Der Präsident Donald Trump erklärte am Freitag, dass Kuba die nächste auf der Agenda seiner Verwaltung ist, und forderte dann ironisch die Medien auf, seine Worte während einer öffentlichen Veranstaltung zu ignorieren, in der er über die Verteidigung souveräner Grenzen sprach.
"Bitte tun Sie so, als hätte ich das nicht gesagt. Tun Sie so, als hätte ich es nicht gesagt. Bitte, bitte, bitte, Medien, ignorieren Sie diese Aussage. Vielen Dank. Kuba ist der Nächste", sagte Trump bei einer Veranstaltung, bevor er seine Rede über die Schließung der Regierung durch die Demokraten fortsetzte.
"Ich habe diese große Armee aufgebaut. Ich sagte, dass ich sie niemals benutzen müsste, aber manchmal muss man es tun. Und Kuba steht als Nächstes auf der Liste, nebenbei bemerkt, aber tun Sie so, als hätte ich das nicht gesagt, bitte", stellte er fest.
Dieser Freitag war der Staatssekretär Marco Rubio entschieden in Bezug auf die Bedingungen eines möglichen Abkommens mit Havanna: "Ihre Wirtschaft muss sich ändern und kann sich nicht ändern, es sei denn, ihr Regierungssystem muss sich ändern. Wer wird Milliarden von Dollar in ein kommunistisches Land investieren, das von inkompetenten Kommunisten regiert wird? Daher muss sich ihr Regierungssystem ändern."
Rubio wies auch darauf hin, dass Informationen über die Verhandlungen, die nicht direkt von ihm oder dem Präsidenten stammen, ignoriert werden sollten: "Jeder Bericht über Kuba, der nicht von mir oder dem Präsidenten kommt, ist eine Lüge, denn wir sind die einzigen, die daran arbeiten."
Der Staatssekretär verband zudem die wirtschaftliche Freiheit mit der Politik: "Der wirtschaftliche Wandel ist wichtig. Den Menschen wirtschaftliche und politische Freiheit zu geben, ist wichtig. Aber sie gehören zusammen, sie gehen Hand in Hand."
Eine anhaltende Eskalation des Drucks auf das kubanische Regime
Die Äußerungen von Trump an diesem Freitag fallen in einen konstanten Anstieg des Drucks auf das kubanische Regime, der seit Beginn seiner zweiten Amtszeit zugenommen hat.

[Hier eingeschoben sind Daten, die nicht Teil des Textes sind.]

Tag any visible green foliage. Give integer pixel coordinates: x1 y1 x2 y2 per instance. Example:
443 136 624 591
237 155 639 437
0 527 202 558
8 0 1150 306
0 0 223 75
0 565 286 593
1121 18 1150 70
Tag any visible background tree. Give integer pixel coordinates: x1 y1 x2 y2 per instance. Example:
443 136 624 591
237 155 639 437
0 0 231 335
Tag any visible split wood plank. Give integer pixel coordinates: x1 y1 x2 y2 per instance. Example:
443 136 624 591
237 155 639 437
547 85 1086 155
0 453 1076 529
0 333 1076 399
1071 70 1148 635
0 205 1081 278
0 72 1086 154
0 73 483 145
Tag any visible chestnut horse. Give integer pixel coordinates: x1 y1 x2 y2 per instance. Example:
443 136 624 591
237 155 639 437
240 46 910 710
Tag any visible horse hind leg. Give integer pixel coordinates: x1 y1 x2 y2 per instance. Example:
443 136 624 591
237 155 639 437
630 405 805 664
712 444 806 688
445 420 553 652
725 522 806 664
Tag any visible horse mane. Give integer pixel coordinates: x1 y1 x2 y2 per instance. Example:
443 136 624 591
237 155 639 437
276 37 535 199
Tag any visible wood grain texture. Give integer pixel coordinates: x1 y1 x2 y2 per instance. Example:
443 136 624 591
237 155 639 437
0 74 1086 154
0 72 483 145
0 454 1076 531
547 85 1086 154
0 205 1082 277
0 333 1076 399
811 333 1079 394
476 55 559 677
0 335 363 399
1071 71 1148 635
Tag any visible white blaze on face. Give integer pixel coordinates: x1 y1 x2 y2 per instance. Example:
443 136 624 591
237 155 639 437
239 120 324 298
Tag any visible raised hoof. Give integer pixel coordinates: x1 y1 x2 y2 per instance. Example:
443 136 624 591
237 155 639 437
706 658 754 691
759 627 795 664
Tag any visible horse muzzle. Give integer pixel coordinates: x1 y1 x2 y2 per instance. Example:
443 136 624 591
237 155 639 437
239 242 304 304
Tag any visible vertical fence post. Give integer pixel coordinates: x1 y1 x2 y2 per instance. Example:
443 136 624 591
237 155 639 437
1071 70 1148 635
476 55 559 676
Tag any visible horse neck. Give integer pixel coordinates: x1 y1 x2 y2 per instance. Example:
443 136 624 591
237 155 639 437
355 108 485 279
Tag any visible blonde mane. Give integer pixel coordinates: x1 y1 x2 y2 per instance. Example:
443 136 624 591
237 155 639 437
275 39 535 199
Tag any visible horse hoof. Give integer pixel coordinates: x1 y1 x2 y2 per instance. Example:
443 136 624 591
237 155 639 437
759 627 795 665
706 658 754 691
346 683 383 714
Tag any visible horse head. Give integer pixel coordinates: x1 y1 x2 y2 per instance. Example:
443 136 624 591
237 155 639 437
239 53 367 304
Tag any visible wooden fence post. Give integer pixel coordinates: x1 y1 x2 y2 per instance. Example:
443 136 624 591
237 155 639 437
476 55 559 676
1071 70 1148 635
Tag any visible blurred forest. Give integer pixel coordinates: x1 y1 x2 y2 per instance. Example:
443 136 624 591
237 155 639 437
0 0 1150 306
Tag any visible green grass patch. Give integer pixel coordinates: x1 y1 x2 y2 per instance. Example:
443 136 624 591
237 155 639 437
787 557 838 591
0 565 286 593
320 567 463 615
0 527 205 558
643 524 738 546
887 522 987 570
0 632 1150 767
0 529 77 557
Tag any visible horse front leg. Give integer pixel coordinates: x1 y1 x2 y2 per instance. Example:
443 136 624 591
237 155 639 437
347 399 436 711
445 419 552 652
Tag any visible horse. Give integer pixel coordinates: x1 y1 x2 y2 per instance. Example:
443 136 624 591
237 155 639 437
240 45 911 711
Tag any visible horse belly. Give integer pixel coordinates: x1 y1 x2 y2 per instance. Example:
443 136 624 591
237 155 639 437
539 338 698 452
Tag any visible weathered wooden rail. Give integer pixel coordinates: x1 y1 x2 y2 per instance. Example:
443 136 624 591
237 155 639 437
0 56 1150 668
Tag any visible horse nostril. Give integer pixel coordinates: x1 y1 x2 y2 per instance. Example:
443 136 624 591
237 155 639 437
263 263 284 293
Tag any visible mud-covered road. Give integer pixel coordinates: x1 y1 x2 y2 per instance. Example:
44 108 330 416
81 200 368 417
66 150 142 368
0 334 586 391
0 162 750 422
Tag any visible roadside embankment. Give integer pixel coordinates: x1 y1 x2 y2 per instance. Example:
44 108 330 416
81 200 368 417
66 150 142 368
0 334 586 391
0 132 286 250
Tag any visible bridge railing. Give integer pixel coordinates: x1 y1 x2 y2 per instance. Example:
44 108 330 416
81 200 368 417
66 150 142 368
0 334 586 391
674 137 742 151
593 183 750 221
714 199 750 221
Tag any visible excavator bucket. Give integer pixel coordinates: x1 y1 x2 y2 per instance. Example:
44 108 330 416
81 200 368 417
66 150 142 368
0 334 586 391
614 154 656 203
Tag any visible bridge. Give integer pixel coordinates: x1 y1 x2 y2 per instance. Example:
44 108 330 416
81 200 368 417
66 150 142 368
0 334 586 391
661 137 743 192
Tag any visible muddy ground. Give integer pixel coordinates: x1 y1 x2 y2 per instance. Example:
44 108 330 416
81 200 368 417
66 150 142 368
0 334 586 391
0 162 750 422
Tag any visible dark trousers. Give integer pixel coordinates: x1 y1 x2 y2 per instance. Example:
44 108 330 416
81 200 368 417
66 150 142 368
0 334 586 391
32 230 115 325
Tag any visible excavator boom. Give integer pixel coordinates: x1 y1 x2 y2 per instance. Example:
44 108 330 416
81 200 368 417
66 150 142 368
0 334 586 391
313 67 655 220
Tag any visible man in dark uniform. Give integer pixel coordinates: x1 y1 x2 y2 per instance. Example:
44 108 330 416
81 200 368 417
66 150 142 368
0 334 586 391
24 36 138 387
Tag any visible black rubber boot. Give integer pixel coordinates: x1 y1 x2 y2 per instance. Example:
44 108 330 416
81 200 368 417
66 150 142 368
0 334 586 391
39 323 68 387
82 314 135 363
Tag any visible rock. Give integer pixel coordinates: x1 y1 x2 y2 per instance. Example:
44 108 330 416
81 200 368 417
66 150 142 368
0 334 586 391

El 29. Januar, Trump unterzeichnete eine Exekutive, die den nationalen Notstand erklärte aufgrund der Bedrohungen durch die kubanische Regierung für die Sicherheit der Vereinigten Staaten und verhängte Zölle auf Länder, die der Insel Öl liefern, was die bereits kritische Energiesituation mit Stromausfällen von bis zu 15 Stunden täglich verschärfte.
Im März, auf dem Gipfel "Shield of the Americas", der in Doral, Florida, stattfand, erklärte Trump, dass Kuba "in seinen letzten Lebensmomenten so wie es war" sei und dass es "ein großes neues Leben haben werde".
Trump bestätigte, dass Cuba mit Rubio im Dialog steht und ging noch weiter: "Ich glaube, dass ich die Ehre haben werde, Cuba zu übernehmen. Cuba übernehmen. Das heißt, wenn ich es befreie, übernehme ich es. Ich denke, ich kann damit machen, was ich will."
Die Verwaltung machte jegliche Vereinbarung von dem Rücktritt Miguel Díaz-Canels abhängig, und Rubio dementierte Berichte, die andeuteten, dass Washington akzeptieren würde, dass eine Transition die Macht der Familie Castro unberührt ließe.
Währenddessen hat Díaz-Canel am Freitag in einem Interview mit der mexikanischen Zeitung La Jornada jegliche Transformation des politischen Systems Kubas ausgeschlossen und ein Modell vorgeschlagen, das "zentralisierte Planung und Marktmechanismen" kombiniert, inspiriert von China und Vietnam.
El Bruttoinlandsprodukt Kubas ist seit 2019 um 23% gefallen und es wird ein zusätzlicher Rückgang von 7,2% bis 2026 prognostiziert, was das Regime in eine extrem fragile Lage versetzt, die die Trump-Administration auszunutzen versucht, um einen politischen Wandel zu erzwingen.
Dieses Freitag haben Demokratische Kongressabgeordnete Gesetzentwürfe vorgestellt, um die Verwendung von Bundesmitteln für militärische Aktionen gegen Kuba bis zum 31. Dezember 2026 zu verbieten, obwohl Trump bereits ausdrücklich direkte militärische Interventionen ausgeschlossen hatte, indem er auf Fragen zu Operationen auf der Insel antwortete: "Das wird nicht passieren".